In the 17th and early 18th centuries, "Canada" referred to the part of New France that lay along the St. Lawrence River and the northern shores of the Great Lakes. The area was later split into two British colonies, Upper Canada and Lower Canada. They were reunified as the Province of Canada in 1841.
Upon Confederation in 1867, Canada was adopted as the legal name for the new country, and the word Dominion was conferred as the country's title.
Archaeological studies and genetic analyses have indicated a human presence in the northern Yukon region from 24,500 BC, and in southern Ontario from 7500 BC. The Paleo-Indian archaeological sites at Old Crow Flats and Bluefish Caves are two of the oldest sites of human habitation in Canada. The characteristics of Canadian Aboriginal societies included permanent settlements, agriculture, complex societal hierarchies, and trading networks. Some of these cultures had collapsed by the time European explorers arrived in the late 15th and early 16th centuries, and have only been discovered through archaeological investigations.

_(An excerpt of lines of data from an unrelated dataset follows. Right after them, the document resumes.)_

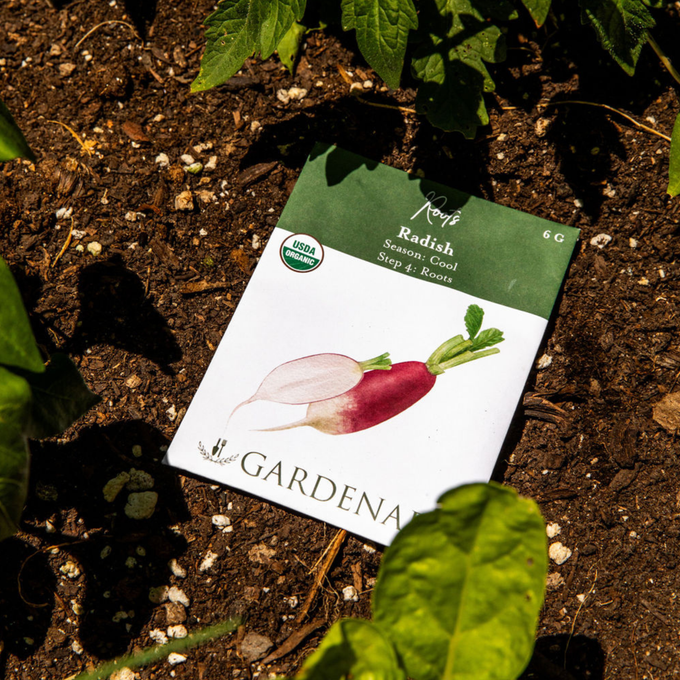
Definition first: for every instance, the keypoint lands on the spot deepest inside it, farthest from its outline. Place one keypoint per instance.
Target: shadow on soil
(566, 657)
(344, 123)
(115, 310)
(117, 559)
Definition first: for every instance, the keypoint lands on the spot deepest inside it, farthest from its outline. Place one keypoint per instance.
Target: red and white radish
(314, 378)
(381, 395)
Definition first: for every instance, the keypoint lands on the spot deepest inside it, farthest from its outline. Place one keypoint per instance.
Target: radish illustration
(314, 378)
(381, 395)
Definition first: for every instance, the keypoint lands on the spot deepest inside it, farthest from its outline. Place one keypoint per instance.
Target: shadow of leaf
(116, 311)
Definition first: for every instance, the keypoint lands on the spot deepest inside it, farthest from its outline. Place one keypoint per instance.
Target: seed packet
(380, 349)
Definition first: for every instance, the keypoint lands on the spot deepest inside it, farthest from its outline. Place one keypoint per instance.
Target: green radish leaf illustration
(473, 320)
(381, 395)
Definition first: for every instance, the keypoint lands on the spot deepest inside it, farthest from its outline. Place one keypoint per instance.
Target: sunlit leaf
(353, 649)
(382, 28)
(239, 28)
(459, 39)
(460, 589)
(621, 26)
(538, 9)
(60, 397)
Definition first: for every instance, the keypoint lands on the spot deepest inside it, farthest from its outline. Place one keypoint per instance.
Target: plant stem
(467, 356)
(444, 349)
(381, 363)
(613, 110)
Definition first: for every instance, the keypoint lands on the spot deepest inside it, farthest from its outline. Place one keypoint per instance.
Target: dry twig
(105, 23)
(326, 561)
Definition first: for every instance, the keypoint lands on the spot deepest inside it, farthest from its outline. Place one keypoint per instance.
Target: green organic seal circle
(301, 253)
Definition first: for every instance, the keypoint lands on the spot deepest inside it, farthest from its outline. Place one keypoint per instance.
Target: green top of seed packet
(428, 231)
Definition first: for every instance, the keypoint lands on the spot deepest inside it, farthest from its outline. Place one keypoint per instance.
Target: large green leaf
(382, 28)
(13, 144)
(538, 9)
(237, 29)
(60, 396)
(460, 588)
(15, 400)
(621, 26)
(353, 649)
(17, 344)
(458, 40)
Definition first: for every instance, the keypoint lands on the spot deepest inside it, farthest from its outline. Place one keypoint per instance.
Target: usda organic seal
(301, 253)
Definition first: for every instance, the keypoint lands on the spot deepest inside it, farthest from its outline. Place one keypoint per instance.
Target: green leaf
(621, 26)
(674, 164)
(473, 320)
(60, 397)
(15, 400)
(538, 9)
(487, 338)
(460, 589)
(382, 28)
(17, 344)
(237, 29)
(355, 649)
(13, 144)
(458, 40)
(289, 46)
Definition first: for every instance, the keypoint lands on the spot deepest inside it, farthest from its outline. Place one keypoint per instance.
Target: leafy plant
(453, 41)
(12, 142)
(36, 399)
(457, 596)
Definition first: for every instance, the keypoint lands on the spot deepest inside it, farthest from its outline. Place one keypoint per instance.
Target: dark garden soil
(143, 318)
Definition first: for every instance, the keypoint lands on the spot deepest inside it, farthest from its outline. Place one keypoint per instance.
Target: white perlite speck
(349, 594)
(184, 201)
(552, 529)
(124, 673)
(158, 636)
(178, 570)
(295, 93)
(94, 248)
(559, 553)
(207, 561)
(601, 240)
(175, 658)
(178, 632)
(177, 595)
(221, 521)
(544, 362)
(70, 569)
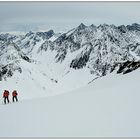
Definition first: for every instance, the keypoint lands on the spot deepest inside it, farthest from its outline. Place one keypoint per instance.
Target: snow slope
(108, 107)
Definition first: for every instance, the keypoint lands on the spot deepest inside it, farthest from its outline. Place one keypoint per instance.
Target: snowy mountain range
(50, 62)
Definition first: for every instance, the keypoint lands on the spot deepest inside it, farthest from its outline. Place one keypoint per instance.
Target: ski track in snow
(108, 107)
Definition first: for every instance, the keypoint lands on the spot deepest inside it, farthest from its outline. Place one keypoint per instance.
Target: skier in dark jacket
(14, 94)
(6, 96)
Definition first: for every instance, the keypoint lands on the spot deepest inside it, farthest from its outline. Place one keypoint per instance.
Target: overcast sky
(25, 16)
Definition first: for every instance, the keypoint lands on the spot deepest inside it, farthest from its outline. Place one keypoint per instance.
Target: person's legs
(13, 99)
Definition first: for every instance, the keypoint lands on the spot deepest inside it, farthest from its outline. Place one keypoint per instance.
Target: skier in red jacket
(6, 96)
(14, 94)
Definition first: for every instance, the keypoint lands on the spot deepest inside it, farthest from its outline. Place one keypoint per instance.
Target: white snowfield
(108, 107)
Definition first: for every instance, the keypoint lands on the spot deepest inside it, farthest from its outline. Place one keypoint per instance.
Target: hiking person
(6, 96)
(14, 94)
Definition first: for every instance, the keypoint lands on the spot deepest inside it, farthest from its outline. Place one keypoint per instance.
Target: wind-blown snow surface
(108, 107)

The aboriginal population is estimated to have been between 200,000 and two million in the late 15th century, with a figure of 500,000 accepted by Canada's Royal Commission on Aboriginal Health. As a consequence of the European colonization, Canada's aboriginal peoples suffered from repeated outbreaks of newly introduced infectious diseases such as influenza, measles, and smallpox (to which they had no natural immunity), resulting in a forty- to eighty-percent population decrease in the centuries after the European arrival. Aboriginal peoples in present-day Canada include the First Nations, Inuit, and Métis. The Métis are a mixed-blood people who originated in the mid-17th century when First Nations and Inuit people married European settlers. In general, the Inuit had more limited interaction with European settlers during the colonization period.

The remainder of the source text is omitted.